1.Consider the weighted voting system [47: 10,9,9,5,4,4,3,2,2]

1. How many players are there?
2. What is the total number (weight) of votes?
3. What is the quota in this system?

 

2.Consider the weighted voting system [q: 7,5,3,1,1]

1. What is the smallest value that the quota q can take?
2. What is the largest value that the quota q can take?
3. What is the value of the quota if at least two-thirds of the votes are required to pass a motion?

3.

Consider the weighted voting system [13: 13, 6, 4, 2]

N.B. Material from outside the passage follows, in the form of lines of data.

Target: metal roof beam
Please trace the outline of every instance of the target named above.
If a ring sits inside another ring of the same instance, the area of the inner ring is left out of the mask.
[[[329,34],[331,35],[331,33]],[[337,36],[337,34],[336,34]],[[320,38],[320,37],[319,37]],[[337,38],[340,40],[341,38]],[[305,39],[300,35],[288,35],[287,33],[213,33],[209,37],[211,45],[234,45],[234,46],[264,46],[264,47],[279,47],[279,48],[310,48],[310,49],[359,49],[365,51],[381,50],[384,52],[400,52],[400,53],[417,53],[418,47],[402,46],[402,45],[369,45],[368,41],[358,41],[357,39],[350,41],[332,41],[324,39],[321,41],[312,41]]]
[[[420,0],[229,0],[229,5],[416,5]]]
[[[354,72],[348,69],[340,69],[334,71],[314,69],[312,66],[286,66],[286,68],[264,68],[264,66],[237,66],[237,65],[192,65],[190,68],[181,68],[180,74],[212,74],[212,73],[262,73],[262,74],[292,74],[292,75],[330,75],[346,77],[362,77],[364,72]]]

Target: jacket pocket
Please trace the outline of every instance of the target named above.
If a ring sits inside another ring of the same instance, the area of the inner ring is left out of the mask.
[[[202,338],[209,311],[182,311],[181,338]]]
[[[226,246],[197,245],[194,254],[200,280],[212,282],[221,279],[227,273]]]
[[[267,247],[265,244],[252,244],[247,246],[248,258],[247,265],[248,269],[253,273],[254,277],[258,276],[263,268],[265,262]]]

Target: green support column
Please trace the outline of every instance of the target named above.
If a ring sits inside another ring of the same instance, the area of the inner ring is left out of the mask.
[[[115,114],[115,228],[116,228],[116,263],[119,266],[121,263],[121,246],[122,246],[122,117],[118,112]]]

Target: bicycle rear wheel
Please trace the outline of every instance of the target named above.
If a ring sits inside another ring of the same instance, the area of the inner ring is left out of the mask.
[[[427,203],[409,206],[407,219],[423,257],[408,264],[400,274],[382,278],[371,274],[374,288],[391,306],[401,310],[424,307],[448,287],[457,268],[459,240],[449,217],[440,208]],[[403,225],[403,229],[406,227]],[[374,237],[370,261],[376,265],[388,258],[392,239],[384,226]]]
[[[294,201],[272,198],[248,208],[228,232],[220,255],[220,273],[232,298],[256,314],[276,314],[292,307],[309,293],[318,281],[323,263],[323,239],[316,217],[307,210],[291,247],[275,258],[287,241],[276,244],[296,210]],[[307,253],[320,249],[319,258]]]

1. Identify the dictators, if any.
2. Identify players with veto power, if any
3. Identify dummies, if any

4.

Consider the weighted voting system [19: 13, 6, 4, 2]

1. Identify the dictators, if any.
2. Identify players with veto power, if any.
3. Identify dummies, if any.

5.

Consider the weighted voting system [15: 11, 7, 5, 2]

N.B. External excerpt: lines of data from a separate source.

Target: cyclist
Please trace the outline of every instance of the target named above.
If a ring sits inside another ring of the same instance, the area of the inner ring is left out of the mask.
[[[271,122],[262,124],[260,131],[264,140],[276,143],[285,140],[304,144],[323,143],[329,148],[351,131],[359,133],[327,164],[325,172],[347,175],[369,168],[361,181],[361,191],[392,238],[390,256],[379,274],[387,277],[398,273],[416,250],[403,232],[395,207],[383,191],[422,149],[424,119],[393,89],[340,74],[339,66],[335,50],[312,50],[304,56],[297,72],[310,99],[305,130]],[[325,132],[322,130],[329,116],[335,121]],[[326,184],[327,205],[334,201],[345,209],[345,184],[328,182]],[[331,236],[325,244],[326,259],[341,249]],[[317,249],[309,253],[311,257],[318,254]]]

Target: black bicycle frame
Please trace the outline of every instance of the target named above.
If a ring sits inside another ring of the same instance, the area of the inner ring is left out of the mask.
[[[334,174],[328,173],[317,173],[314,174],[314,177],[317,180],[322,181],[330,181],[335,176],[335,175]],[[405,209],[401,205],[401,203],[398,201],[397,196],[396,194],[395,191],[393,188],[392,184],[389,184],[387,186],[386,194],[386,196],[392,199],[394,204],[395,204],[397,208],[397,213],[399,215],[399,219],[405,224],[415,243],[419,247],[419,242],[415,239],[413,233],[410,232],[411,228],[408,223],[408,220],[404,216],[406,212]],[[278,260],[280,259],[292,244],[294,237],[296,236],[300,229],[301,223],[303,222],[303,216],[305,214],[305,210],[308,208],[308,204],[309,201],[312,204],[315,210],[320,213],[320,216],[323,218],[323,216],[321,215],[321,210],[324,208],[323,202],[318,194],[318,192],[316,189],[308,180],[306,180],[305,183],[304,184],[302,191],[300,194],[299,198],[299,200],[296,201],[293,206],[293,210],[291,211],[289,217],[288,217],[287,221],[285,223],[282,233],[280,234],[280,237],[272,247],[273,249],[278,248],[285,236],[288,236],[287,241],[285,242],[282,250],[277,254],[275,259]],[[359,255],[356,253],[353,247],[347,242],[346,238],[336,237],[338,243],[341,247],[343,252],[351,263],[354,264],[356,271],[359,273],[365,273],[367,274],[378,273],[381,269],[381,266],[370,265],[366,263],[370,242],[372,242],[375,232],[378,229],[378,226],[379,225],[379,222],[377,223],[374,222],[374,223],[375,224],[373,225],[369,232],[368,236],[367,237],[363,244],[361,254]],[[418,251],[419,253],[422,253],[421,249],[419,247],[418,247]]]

1. What is the weight of the coalition {P₁,P₂,P₄}
2. In the coalition {P₁,P₂,P₄} which players are critical?

6.

Find the Banzhaf power distribution of the weighted voting system

[33: 18, 16, 15, 2]

 

7.

Consider the weighted voting system [q: 15, 8, 3, 1] Find the Banzhaf power distribution of this weighted voting system,

1. When the quota is 15
2. When the quota is 16
3. When the quota is 18

 

8.Consider the weighted voting system [17: 13, 9, 5, 2].  In the sequential coalition <P₃,P₂,P₁,P₄> which player is pivotal?

 

9.Find the Shapley-Shubik power distribution for the system [24: 17, 13, 11]

 

10.

Consider the weighted voting system [q: 7, 3, 1]

1. Which values of q result in a dictator (list all possible values)
2. What is the smallest value for q that results in exactly one player with veto power but no dictators?
3. What is the smallest value for q that results in exactly two players with veto power?